When the temperature of the fluid flowing into the valve chamber 3 increases due to the discharge of the low-temperature fluid, the shape memory alloy 2
1 contracts and urges the valve member 18 in the valve closing direction. Then, when the temperature of the fluid flowing into the valve chamber 3 further increases, the expansion medium 16 expands. Due to the deformation force that urges the valve member 18 of the shape memory alloy 21 in the valve closing direction and the pressure in the internal space that rises due to the expansion of the expansion medium, the diaphragm 15 moves in the valve closing direction against the fluid pressure on the inlet 4 side. The valve member 18 is displaced, and the valve member 18 is seated on the valve seat member 8 to close the outlet passage 7. This prevents vapor leakage. As described above, since the deformation force of the shape memory alloy 21 is applied as the valve closing force, the lead-out path 7 can be reliably closed.

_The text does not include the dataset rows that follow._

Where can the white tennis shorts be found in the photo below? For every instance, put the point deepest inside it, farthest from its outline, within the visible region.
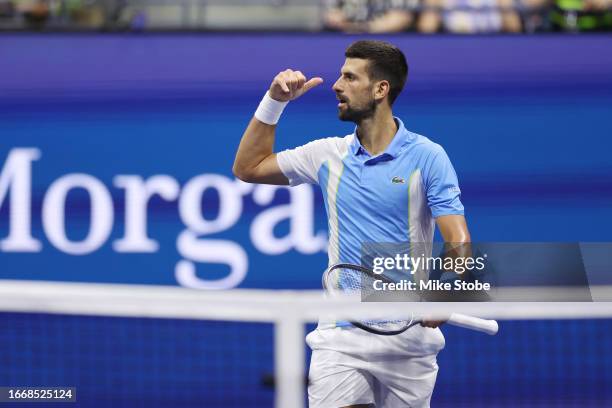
(351, 366)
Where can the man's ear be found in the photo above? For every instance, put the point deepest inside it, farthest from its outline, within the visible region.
(381, 90)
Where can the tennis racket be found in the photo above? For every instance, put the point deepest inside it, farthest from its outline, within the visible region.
(347, 279)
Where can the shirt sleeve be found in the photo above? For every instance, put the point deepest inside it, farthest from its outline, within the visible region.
(301, 165)
(442, 186)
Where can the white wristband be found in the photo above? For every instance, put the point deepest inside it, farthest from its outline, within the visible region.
(269, 110)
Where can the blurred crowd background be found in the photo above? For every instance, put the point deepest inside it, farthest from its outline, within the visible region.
(351, 16)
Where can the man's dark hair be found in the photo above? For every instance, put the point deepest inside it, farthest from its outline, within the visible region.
(385, 61)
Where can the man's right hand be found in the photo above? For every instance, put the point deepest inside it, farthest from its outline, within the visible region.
(289, 85)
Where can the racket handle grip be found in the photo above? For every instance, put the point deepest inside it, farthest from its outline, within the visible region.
(474, 323)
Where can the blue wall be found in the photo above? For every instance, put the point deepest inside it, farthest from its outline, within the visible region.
(525, 121)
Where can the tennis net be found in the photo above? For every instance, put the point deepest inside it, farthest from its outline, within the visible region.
(149, 346)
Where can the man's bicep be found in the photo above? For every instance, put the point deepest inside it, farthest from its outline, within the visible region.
(269, 172)
(453, 228)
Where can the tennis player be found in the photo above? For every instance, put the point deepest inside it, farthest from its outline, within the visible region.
(382, 183)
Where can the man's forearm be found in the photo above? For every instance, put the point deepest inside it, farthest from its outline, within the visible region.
(256, 145)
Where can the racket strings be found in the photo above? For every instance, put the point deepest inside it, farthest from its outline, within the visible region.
(354, 282)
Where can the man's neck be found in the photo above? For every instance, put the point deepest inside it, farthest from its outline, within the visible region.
(377, 132)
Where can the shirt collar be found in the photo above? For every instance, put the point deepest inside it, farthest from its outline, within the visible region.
(401, 138)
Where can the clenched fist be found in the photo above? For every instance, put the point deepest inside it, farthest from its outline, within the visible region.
(289, 85)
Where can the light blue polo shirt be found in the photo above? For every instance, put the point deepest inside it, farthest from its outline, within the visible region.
(393, 197)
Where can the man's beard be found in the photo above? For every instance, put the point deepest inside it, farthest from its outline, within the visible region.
(357, 115)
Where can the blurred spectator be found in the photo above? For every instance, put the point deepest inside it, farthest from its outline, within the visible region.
(35, 12)
(469, 16)
(370, 16)
(582, 15)
(7, 9)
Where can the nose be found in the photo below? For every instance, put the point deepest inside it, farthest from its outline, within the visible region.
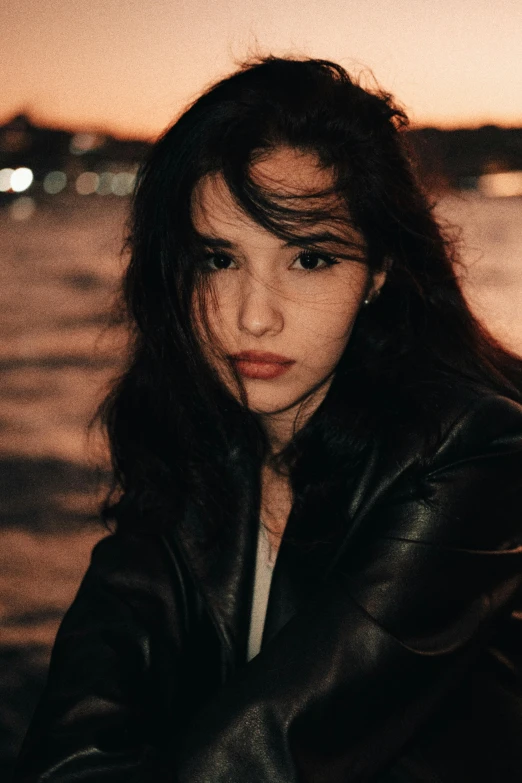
(260, 310)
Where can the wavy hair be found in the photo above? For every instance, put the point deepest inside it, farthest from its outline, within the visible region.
(175, 431)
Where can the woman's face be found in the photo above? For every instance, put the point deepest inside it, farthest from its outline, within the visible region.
(269, 296)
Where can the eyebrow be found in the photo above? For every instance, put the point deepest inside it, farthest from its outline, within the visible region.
(317, 238)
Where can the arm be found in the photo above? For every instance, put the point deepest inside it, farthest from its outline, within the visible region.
(355, 673)
(102, 716)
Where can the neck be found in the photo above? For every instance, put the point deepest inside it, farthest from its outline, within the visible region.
(282, 425)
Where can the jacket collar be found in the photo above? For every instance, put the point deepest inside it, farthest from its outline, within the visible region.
(223, 567)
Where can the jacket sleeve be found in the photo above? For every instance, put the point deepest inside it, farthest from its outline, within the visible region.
(102, 714)
(342, 687)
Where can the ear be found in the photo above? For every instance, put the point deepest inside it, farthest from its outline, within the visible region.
(376, 282)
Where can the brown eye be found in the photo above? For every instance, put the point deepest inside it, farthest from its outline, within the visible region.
(216, 262)
(312, 261)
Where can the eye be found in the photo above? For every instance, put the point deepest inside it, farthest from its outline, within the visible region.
(309, 259)
(220, 261)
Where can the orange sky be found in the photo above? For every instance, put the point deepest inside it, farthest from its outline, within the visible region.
(129, 66)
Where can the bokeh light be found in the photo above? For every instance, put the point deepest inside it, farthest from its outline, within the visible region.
(21, 179)
(54, 182)
(22, 208)
(5, 180)
(87, 183)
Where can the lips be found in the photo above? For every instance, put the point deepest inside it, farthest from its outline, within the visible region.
(263, 357)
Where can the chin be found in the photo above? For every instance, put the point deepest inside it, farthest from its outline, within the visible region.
(274, 404)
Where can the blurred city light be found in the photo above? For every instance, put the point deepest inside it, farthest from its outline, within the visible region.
(87, 183)
(21, 179)
(123, 183)
(54, 182)
(5, 180)
(501, 184)
(104, 187)
(22, 208)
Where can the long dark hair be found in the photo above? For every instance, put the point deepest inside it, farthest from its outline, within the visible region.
(175, 431)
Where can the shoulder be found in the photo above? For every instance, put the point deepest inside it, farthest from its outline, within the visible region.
(441, 419)
(477, 421)
(134, 569)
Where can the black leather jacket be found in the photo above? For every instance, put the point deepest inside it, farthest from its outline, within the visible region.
(393, 653)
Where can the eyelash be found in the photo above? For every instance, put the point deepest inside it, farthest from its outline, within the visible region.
(330, 260)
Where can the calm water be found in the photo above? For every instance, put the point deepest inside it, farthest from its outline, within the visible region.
(59, 270)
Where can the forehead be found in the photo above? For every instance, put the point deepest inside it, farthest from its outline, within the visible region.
(283, 172)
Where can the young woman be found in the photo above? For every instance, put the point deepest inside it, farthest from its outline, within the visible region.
(316, 571)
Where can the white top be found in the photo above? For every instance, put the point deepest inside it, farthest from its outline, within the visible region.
(263, 578)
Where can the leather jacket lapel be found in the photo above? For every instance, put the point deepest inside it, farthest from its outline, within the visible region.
(223, 568)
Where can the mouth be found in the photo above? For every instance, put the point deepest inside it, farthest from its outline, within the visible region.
(263, 357)
(261, 365)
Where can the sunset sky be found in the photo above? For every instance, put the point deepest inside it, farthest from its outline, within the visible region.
(129, 66)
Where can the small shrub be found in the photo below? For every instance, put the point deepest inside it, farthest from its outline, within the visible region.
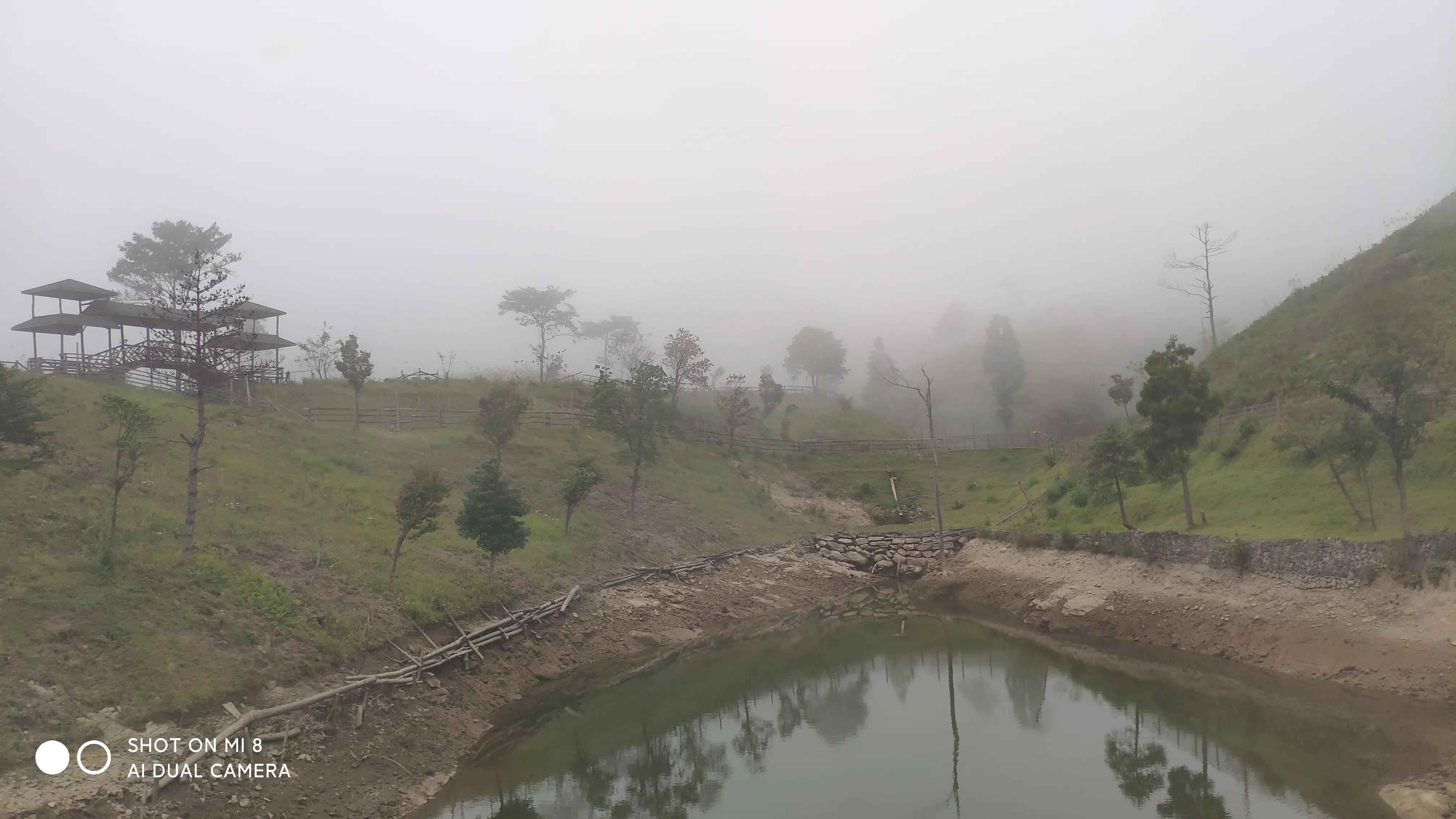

When the fluid temperature in the valve chamber 3 decreases due to heat radiation or the like, the expansion medium 16 contracts. Therefore, the diaphragm 15 is displaced in the valve opening direction by the fluid pressure on the inlet 4 side, and the valve member 18 separates from the valve seat member 8 to open the outlet passage 7. Thereby, low-temperature condensate and air are discharged from the outlet 5.

[0014]

The present invention has the following specific effects. As described above, according to the present invention, the outlet path is securely closed by disposing the temperature responsive member that urges the diaphragm or the valve member in the valve closing direction when the temperature is high between the diaphragm or the valve member and the valve seat member or the casing. As a result, steam leakage does not occur and energy is saved.

[Brief description of the drawings]

FIG. 1 is a sectional view of a thermally responsive steam trap according to an embodiment of the present invention.

[Explanation of symbols]

 DESCRIPTION OF SYMBOLS 1 Upper casing 2 Lower casing 3 Valve room 4 Inlet 5 Outlet 7 Outgoing path 8 Valve seat member 10 Temperature control element 12 Wall member 14 Internal space 15 Diaphragm 16 Expansion medium 18 Valve member 21 Shape memory alloy

Claims (1)

[Claims] A temperature control wherein an inlet, a valve chamber, and an outlet are formed by casing, an expansion medium is sealed in an internal space formed by fixing a wall member and an outer peripheral edge of the diaphragm, and a valve member is connected to the diaphragm. A device in which a valve element is disposed in a valve chamber and a valve member is driven by displacement of a diaphragm due to expansion and contraction of an expansion medium to open and close an outlet path formed at an opening end of a valve chamber at an outlet. A thermally responsive steam trap, wherein a temperature responsive member for urging a diaphragm or a valve member in a valve closing direction at a high temperature is disposed between a member or a casing.